Pets: Solutions to common questions

If you think doctors have it tough at cocktail parties, try being a pet columnist. No social gathering goes by without the attendant questions about housebreaking, training or nutrition.

If you think doctors have it tough at cocktail parties, try being a pet columnist. No social gathering goes by without the attendant questions about housebreaking, training or nutrition.

So, in a perhaps fruitless bid to enjoy an uninterrupted Cosmopolitan, here are my most-asked questions, with my cocktail-frank answers:

Q: What brand of food do you feed your dogs?

A: I don't. I am a staunch advocate of homemade dog diets, whether cooked or raw. Ditto for cats, though their finicky habits sometimes makes switching their diet problematic (and, when they go on a hunger strike, life threatening).

I always find it amusing when people expect me to make an argument in favor of feeding "real" food: What does your common sense tell you is optimal nutrition? Well-hydrated, whole, human-grade food? Or desiccated, preservative-laden commercial food made with the "seconds" of the human-food manufacturing process, many of which are considered unfit for our consumption?


The biggest obstacle to a homemade diet is fear. Owners buy into the pet-food industry rap that changing food causes intestinal upset (for most dogs, it doesn't, and if yours is the exception, you should read on about pumpkin. Vets are afraid clients will create nutritional imbalances, or that dogs will choke on a raw chicken wing and they will get sued.

The antidote to fear is knowledge. Invest in a good book on home-cooking or raw-feeding; has a slew of them. If you are considering a raw diet, inform yourself about the down sides: It may not be appropriate for dogs that are elderly or chronically ill, and may not be appropriate in households where the humans fit that description (as well as very young children).

Q: Why isn't my cat using the litter box?

A: As with any question involving behavioral changes, the first order of business is a trip to the vet to rule out an underlying medical problem.

If Kitty has a clean bill of health, think about any changes that have occurred in your household -- especially emotional ones. Rearrange the furniture, have a kid leave for college or go through a divorce -- any of these things can trigger an episode of unhousebrokenness.

Another logical place to look is the litterbox itself: Have you followed the cardinal rule of one box per cat, plus one? Are you using a cover litterbox? (We like them; many cats don't.) And is a territorial dispute in your multi-cat household encouraging a four-footed bully to block litterbox access to others?

Q: What kind of dog should I get?

A: The biggest mistake people make is selecting solely on appearance. Pretty is as pretty does, and a border collie living with a couch potato gets pretty ugly pretty fast.
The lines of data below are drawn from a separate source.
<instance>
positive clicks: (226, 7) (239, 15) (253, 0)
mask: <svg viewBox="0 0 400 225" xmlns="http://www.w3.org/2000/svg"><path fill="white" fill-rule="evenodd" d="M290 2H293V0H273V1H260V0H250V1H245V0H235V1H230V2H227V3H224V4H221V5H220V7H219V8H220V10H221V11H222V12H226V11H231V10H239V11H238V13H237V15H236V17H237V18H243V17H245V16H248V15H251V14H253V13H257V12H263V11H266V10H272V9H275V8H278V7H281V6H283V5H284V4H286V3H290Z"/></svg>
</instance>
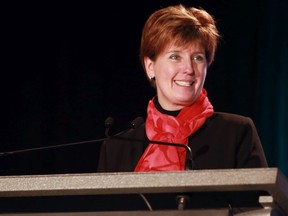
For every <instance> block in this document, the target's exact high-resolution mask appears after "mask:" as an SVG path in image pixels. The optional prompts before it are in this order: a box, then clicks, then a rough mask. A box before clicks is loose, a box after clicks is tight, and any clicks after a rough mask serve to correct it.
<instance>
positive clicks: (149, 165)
mask: <svg viewBox="0 0 288 216" xmlns="http://www.w3.org/2000/svg"><path fill="white" fill-rule="evenodd" d="M213 112H214V110H213V106H212V105H211V103H210V101H209V99H208V97H207V92H206V90H205V89H203V90H202V92H201V94H200V96H199V98H198V99H197V100H196V101H195V103H194V104H192V105H191V106H189V107H185V108H183V109H182V110H181V111H180V113H179V114H178V116H177V117H174V116H170V115H166V114H162V113H160V112H159V111H158V110H157V109H156V108H155V105H154V99H152V100H150V101H149V104H148V109H147V114H148V115H147V119H146V134H147V136H148V138H149V140H151V141H161V142H169V143H183V144H186V145H188V137H189V136H190V135H191V134H193V133H194V132H195V131H197V130H198V129H199V128H200V127H201V126H202V125H203V124H204V123H205V121H206V119H207V118H208V117H210V116H211V115H212V114H213ZM185 161H186V149H185V148H181V147H176V146H167V145H159V144H153V143H150V144H149V145H148V147H147V148H146V150H145V152H144V153H143V155H142V157H141V158H140V160H139V162H138V164H137V166H136V168H135V170H134V171H135V172H149V171H177V170H184V168H185Z"/></svg>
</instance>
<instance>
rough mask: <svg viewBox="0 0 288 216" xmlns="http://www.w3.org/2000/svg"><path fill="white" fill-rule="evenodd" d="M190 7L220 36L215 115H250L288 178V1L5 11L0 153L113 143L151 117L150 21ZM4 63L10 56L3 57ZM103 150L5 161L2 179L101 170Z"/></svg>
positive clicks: (54, 8) (74, 148) (2, 4)
mask: <svg viewBox="0 0 288 216" xmlns="http://www.w3.org/2000/svg"><path fill="white" fill-rule="evenodd" d="M178 3H183V4H185V5H190V6H195V7H203V8H205V9H206V10H207V11H209V12H210V13H211V14H213V15H214V17H215V19H216V21H217V25H218V28H219V30H220V33H221V35H222V38H221V41H220V45H219V49H218V51H217V54H216V59H215V62H214V63H213V65H212V66H211V67H210V68H209V71H208V77H207V82H206V84H205V88H206V89H207V91H208V96H209V98H210V100H211V101H212V103H213V105H214V108H215V110H216V111H224V112H233V113H238V114H242V115H246V116H249V117H251V118H252V119H253V120H254V122H255V124H256V127H257V129H258V132H259V135H260V137H261V140H262V143H263V147H264V150H265V153H266V155H267V159H268V162H269V165H270V166H273V167H279V168H280V169H281V170H282V171H283V172H284V173H285V174H286V175H288V159H287V155H288V137H287V136H288V135H287V129H288V125H287V124H288V116H287V110H288V96H287V92H288V89H287V83H288V77H287V73H288V69H287V67H288V54H287V51H288V45H287V40H288V33H287V31H288V25H287V23H286V22H287V20H288V17H287V9H288V3H287V2H284V1H282V0H273V1H272V0H270V1H269V0H263V1H261V2H259V1H256V0H254V1H253V0H252V1H251V0H249V1H236V0H233V1H225V0H222V1H219V0H217V1H216V0H215V1H211V0H207V1H203V0H200V1H193V0H190V1H167V0H165V1H154V0H145V1H144V0H142V1H135V2H134V3H128V2H125V1H121V3H119V2H118V1H116V3H115V2H112V1H105V2H99V3H97V4H92V3H89V4H88V3H87V4H84V3H81V4H80V3H69V4H68V3H67V4H64V3H61V4H56V3H55V4H54V3H53V4H52V3H50V4H48V3H47V4H44V3H36V4H35V3H34V4H32V3H27V2H25V3H18V4H12V3H11V4H9V3H6V4H3V3H2V7H1V8H2V10H3V11H4V12H3V18H2V23H1V35H2V41H1V51H2V53H3V55H2V62H3V63H2V64H1V66H2V67H1V68H2V69H1V95H2V96H1V123H0V127H1V128H0V129H1V137H0V152H6V151H14V150H18V149H30V148H41V147H47V146H53V145H58V144H63V143H71V142H78V141H85V140H92V139H98V138H103V137H105V135H104V121H105V119H106V118H107V117H108V116H112V117H113V118H114V119H115V125H114V127H113V130H112V134H113V133H116V132H118V131H120V130H122V129H125V128H127V127H129V124H130V122H131V121H132V120H133V119H134V118H136V117H137V116H143V117H145V115H146V106H147V103H148V101H149V100H150V99H151V98H152V97H153V96H154V94H155V91H154V90H153V89H152V88H151V87H150V85H149V84H148V82H147V80H146V78H145V76H144V72H143V70H142V68H141V65H140V62H139V59H138V55H139V44H140V36H141V30H142V27H143V24H144V22H145V20H146V19H147V17H148V15H149V14H150V13H152V12H153V11H154V10H156V9H159V8H161V7H163V6H167V5H171V4H178ZM3 56H4V57H3ZM100 144H101V143H100V142H98V143H91V144H82V145H74V146H70V147H62V148H51V149H45V150H36V151H28V152H20V153H14V154H10V155H1V156H0V168H1V170H0V174H1V175H10V174H41V173H76V172H95V171H96V167H97V160H98V154H99V147H100Z"/></svg>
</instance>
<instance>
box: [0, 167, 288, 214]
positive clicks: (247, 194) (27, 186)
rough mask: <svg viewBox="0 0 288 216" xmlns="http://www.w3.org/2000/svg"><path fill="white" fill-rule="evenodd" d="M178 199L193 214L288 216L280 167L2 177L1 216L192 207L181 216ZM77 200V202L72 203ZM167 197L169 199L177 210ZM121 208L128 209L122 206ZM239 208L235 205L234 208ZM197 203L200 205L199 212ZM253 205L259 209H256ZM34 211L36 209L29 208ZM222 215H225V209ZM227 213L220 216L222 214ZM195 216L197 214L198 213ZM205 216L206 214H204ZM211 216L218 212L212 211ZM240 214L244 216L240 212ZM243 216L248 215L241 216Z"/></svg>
mask: <svg viewBox="0 0 288 216" xmlns="http://www.w3.org/2000/svg"><path fill="white" fill-rule="evenodd" d="M251 194H252V195H251ZM255 194H256V198H257V200H256V204H255V200H254V201H253V200H252V201H251V202H250V201H249V199H250V198H251V199H252V197H253V196H254V195H255ZM140 195H141V197H140ZM179 195H181V196H182V195H184V196H189V198H191V200H190V202H191V203H194V204H195V205H196V210H197V209H206V210H207V211H211V210H215V211H216V210H217V209H219V210H221V209H228V208H231V205H234V206H232V208H233V207H237V208H238V207H239V208H248V209H253V208H254V207H255V208H257V209H262V210H265V209H267V208H271V209H277V212H278V211H279V214H278V213H277V214H273V215H285V214H286V215H288V181H287V179H286V177H285V176H284V175H283V174H282V173H281V171H280V170H279V169H278V168H256V169H223V170H192V171H179V172H149V173H89V174H61V175H58V174H55V175H54V174H53V175H26V176H2V177H0V213H11V212H14V215H18V214H20V213H25V212H30V213H29V215H31V212H34V213H35V214H37V213H39V212H54V214H55V215H56V213H57V212H58V213H59V212H62V214H61V215H64V214H63V212H66V214H68V213H67V212H70V213H71V212H74V213H75V214H73V215H76V213H77V212H82V213H81V214H80V213H79V215H84V213H83V212H85V214H87V215H90V214H92V212H94V213H95V212H102V214H101V215H106V214H107V215H112V213H113V215H117V213H118V215H121V212H122V213H123V212H124V211H125V212H126V213H125V214H124V213H123V215H129V214H128V213H127V212H130V213H132V212H134V213H135V211H136V212H137V215H138V216H140V215H142V214H141V212H142V210H143V211H144V212H145V214H143V215H158V213H159V215H161V214H160V212H161V211H160V210H162V211H165V212H166V213H165V214H166V215H176V214H172V212H176V211H177V212H178V213H177V215H186V214H187V215H188V213H189V211H190V210H191V208H192V210H193V207H191V208H189V209H187V210H186V209H185V211H182V213H181V214H180V212H179V210H177V205H178V207H179V203H178V204H177V203H176V201H175V200H174V198H175V197H176V196H179ZM75 197H76V198H77V199H78V200H76V201H75V200H74V201H73V199H74V198H75ZM135 197H137V198H135ZM166 197H173V201H175V203H176V204H175V206H176V209H175V208H174V207H175V206H173V205H174V204H172V205H171V204H170V203H169V202H170V201H169V200H168V199H167V198H166ZM205 197H206V198H207V197H209V199H206V198H205ZM215 197H216V198H215ZM221 197H225V198H223V200H225V202H222V204H220V205H219V206H217V205H218V204H219V203H221V202H218V203H217V201H216V200H218V201H219V199H222V198H221ZM57 198H59V199H58V200H57ZM72 198H73V199H72ZM76 198H75V199H76ZM85 198H86V200H85ZM93 199H95V200H93ZM125 199H126V200H125ZM137 199H138V201H139V200H140V201H139V202H141V203H142V206H141V207H139V205H138V204H137V201H136V200H137ZM233 199H235V200H236V201H234V200H233ZM41 200H42V201H43V202H42V204H41ZM54 200H56V201H54ZM84 200H85V201H84ZM92 200H93V201H92ZM223 200H222V201H223ZM47 201H48V202H47ZM70 201H71V203H69V202H70ZM245 202H247V206H245V205H246V204H245ZM249 202H250V203H249ZM29 203H30V205H31V206H30V207H29ZM31 203H32V204H31ZM89 203H90V204H91V205H92V206H93V208H92V207H91V206H89V207H88V208H87V209H88V210H83V209H82V208H80V207H79V206H80V205H86V207H87V205H88V204H89ZM223 203H225V204H223ZM231 203H232V204H231ZM243 203H244V204H243ZM57 204H58V205H62V207H63V209H61V208H60V207H56V209H54V210H53V207H55V206H57ZM124 204H125V205H127V206H126V207H123V205H124ZM149 204H152V207H153V206H155V208H154V209H153V210H155V209H156V210H157V211H148V210H151V209H148V207H149ZM238 204H239V206H236V205H238ZM40 205H43V206H44V207H41V208H40V207H39V206H40ZM65 205H66V206H65ZM77 205H79V206H78V207H77ZM117 205H118V206H122V207H123V208H122V207H120V208H119V209H117V208H116V207H115V206H117ZM197 205H198V206H200V207H199V208H198V207H197ZM201 205H202V206H201ZM205 205H206V206H205ZM221 205H222V206H221ZM225 205H226V207H225ZM251 205H257V207H256V206H254V207H253V206H251ZM19 206H20V207H19ZM147 206H148V207H147ZM192 206H193V204H192ZM33 208H36V209H35V210H33ZM94 208H95V209H94ZM192 210H191V212H192ZM194 210H195V209H194ZM196 210H195V211H196ZM109 212H110V213H109ZM111 212H112V213H111ZM148 212H150V214H148ZM153 212H154V213H153ZM169 212H170V213H169ZM225 212H226V213H227V210H225ZM225 212H224V214H219V215H225V214H226V213H225ZM271 212H272V211H271ZM104 213H105V214H104ZM59 214H60V213H59ZM66 214H65V215H66ZM162 214H163V212H162ZM93 215H94V214H93ZM130 215H133V214H130ZM135 215H136V214H135ZM190 215H193V214H190ZM196 215H197V214H196ZM198 215H201V214H199V213H198ZM206 215H209V214H207V213H206ZM211 215H217V214H216V212H214V214H211ZM226 215H227V214H226ZM236 215H237V214H236ZM239 215H242V214H241V213H239ZM243 215H244V214H243ZM245 215H249V214H247V213H245ZM258 215H261V214H258ZM263 215H264V214H263ZM266 215H267V214H266ZM269 215H270V214H269ZM271 215H272V214H271Z"/></svg>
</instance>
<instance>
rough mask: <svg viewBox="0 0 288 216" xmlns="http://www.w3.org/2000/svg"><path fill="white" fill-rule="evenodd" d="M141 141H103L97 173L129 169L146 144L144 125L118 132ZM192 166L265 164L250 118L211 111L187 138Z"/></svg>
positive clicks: (202, 166)
mask: <svg viewBox="0 0 288 216" xmlns="http://www.w3.org/2000/svg"><path fill="white" fill-rule="evenodd" d="M122 136H123V137H127V138H131V139H139V140H143V141H142V142H140V141H139V142H138V141H137V142H135V141H123V140H111V141H108V142H105V143H103V145H102V148H101V152H100V159H99V163H98V172H131V171H134V169H135V167H136V165H137V163H138V160H139V159H140V157H141V155H142V154H143V152H144V150H145V148H146V147H147V145H148V138H147V137H146V132H145V124H142V125H141V126H140V127H138V128H137V129H131V130H129V131H127V132H126V133H124V134H123V135H122ZM189 146H190V147H191V149H192V153H193V160H194V169H226V168H227V169H229V168H257V167H267V166H268V165H267V162H266V158H265V155H264V152H263V149H262V146H261V141H260V139H259V136H258V133H257V131H256V128H255V125H254V123H253V121H252V119H250V118H248V117H244V116H240V115H236V114H228V113H219V112H217V113H215V114H214V115H213V116H212V117H210V118H209V119H207V121H206V122H205V124H204V125H203V126H202V127H201V128H200V129H199V130H198V131H197V132H196V133H194V134H193V135H192V136H191V137H190V138H189Z"/></svg>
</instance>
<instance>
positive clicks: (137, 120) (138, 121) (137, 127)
mask: <svg viewBox="0 0 288 216" xmlns="http://www.w3.org/2000/svg"><path fill="white" fill-rule="evenodd" d="M143 122H144V119H143V118H142V117H141V116H138V117H137V118H135V119H134V120H133V121H132V122H131V126H132V128H133V129H136V128H138V127H139V126H140V125H141V124H142V123H143Z"/></svg>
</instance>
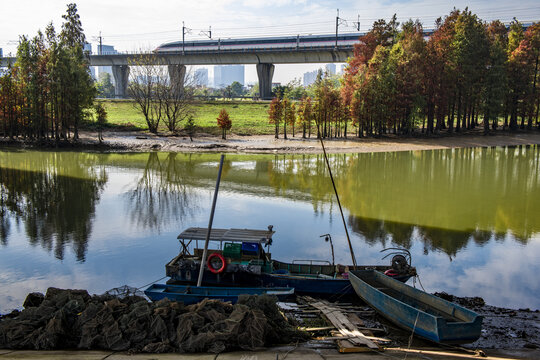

The American Kennel Club divides dogs into seven groups, based on what they were bred to do. (The exception is the seventh group, Non-Sporting, which is where they put breeds that don't fit in the other six.) Think about your search in terms of these functional categories: Can I live with the high energy of a herding dog? The protective instincts of a working dog? The scrappiness of a terrier? The independence of a hound? Then, within the group that suits your lifestyle and your experience level (in my book, novices can't go wrong with the Sporting group), find the best fit for you.

Finally, realize that all of the above comes into play with mixed-breed dogs, many of which await at your local shelter. If you insist on a purebred, contact the rescue groups available for virtually every breed.

Q: What's the best diarrhea remedy for my dog?

A: Easy. Add a dollop of canned pumpkin to his food. It works far better than that oft-recommended standby, white rice. That's plain pumpkin -- not pumpkin-pie mix, which is loaded with spices. The ultimate all-rounder, fiber-rich pumpkin also works for constipation. I am never without several cans in my cupboard.

Q: Can you recommend a trainer?

A: The problem with trainers is that anyone can hang out a shingle and call himself one.

Attend a training class before you sign on the dotted line. Make sure the trainer uses positive reinforcement (including toy and food rewards), and not "jerk and pop" aversives or electronic collars as their first-line training philosophy.

Also, know when you need more than a trainer. With severe behavioral issues -- especially involving human-directed aggression, particularly when there are children in or around the household -- you need a certified applied animal behaviorist. Don't be taken in by trainers who knight themselves "behaviorists." Make sure the person is a member of the Animal Behavior Society( ).